To install PyTorch via pip, and do not have a CUDA-capable or ROCm-capable system or do not require CUDA/ROCm (i.e. GPU support), in the above selector, choose OS: Linux, Package: Pip, Language: Python and Compute Platform: CPU. Then, run the command that is presented to you.

With CUDA

To install PyTorch via pip, and do have a CUDA-capable system, in the above selector, choose OS: Linux, Package: Pip, Language: Python and the CUDA version suited to your machine. Often, the latest CUDA version is better. Then, run the command that is presented to you.

With ROCm

To install PyTorch via pip, and do have a ROCm-capable system, in the above selector, choose OS: Linux, Package: Pip, Language: Python and the ROCm version supported. Then, run the command that is presented to you.

Verification

{: #linux-verification}

To ensure that PyTorch was installed correctly, we can verify the installation by running sample PyTorch code. Here we will construct a randomly initialized tensor.

import torch
x = torch.rand(5, 3)
print(x)

The output should be something similar to:

tensor([[0.3380, 0.3845, 0.3217],
        [0.8337, 0.9050, 0.2650],
        [0.2979, 0.7141, 0.9069],
        [0.1449, 0.1132, 0.1375],
        [0.4675, 0.3947, 0.1426]])

Additionally, to check if your GPU driver and CUDA/ROCm is enabled and accessible by PyTorch, run the following commands to return whether or not the GPU driver is enabled (the ROCm build of PyTorch uses the same semantics at the python API level link, so the below commands should also work for ROCm):

import torch
torch.cuda.is_available()

Building from source

{: #linux-from-source}

For the majority of PyTorch users, installing from a pre-built binary via a package manager will provide the best experience. However, there are times when you may want to install the bleeding edge PyTorch code, whether for testing or actual development on the PyTorch core.
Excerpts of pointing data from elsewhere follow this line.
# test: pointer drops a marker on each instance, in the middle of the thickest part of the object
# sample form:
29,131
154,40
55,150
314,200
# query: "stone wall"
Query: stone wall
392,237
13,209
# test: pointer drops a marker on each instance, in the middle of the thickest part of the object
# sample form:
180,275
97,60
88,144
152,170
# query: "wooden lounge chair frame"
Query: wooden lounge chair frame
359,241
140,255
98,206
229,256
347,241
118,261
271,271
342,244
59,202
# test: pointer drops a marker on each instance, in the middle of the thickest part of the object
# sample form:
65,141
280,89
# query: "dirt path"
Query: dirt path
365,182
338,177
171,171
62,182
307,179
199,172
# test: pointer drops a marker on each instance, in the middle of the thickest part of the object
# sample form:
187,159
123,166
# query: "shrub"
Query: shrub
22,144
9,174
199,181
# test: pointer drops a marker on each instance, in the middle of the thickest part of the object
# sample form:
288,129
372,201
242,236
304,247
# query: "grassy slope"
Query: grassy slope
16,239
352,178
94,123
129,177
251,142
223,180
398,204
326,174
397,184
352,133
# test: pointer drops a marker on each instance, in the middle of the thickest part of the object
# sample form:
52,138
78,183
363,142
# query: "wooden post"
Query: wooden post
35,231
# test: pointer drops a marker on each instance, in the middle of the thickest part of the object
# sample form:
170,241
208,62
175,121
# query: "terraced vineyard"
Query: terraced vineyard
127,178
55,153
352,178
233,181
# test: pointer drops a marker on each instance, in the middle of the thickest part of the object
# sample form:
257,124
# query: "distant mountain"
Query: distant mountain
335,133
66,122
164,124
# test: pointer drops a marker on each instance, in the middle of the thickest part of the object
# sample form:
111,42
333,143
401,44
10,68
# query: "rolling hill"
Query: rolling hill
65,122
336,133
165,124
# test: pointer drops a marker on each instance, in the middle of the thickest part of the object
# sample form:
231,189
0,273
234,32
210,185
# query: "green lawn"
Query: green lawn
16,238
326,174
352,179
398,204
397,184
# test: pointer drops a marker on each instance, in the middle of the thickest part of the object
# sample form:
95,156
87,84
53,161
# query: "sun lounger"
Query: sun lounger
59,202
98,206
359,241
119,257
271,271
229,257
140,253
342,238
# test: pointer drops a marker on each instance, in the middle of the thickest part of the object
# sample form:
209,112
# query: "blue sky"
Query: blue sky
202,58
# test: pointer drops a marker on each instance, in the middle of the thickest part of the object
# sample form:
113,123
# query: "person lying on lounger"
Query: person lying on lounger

To install the latest PyTorch code, you will need to build PyTorch from source.

Prerequisites

{: #linux-prerequisites-2}

  1. Install Anaconda or Pip
  2. If you need to build PyTorch with GPU support a. for NVIDIA GPUs, install CUDA, if your machine has a CUDA-enabled GPU. b. for AMD GPUs, install ROCm, if your machine has a ROCm-enabled GPU
  3. Follow the steps described here: https://github.com/pytorch/pytorch#from-source

You can verify the installation as described above.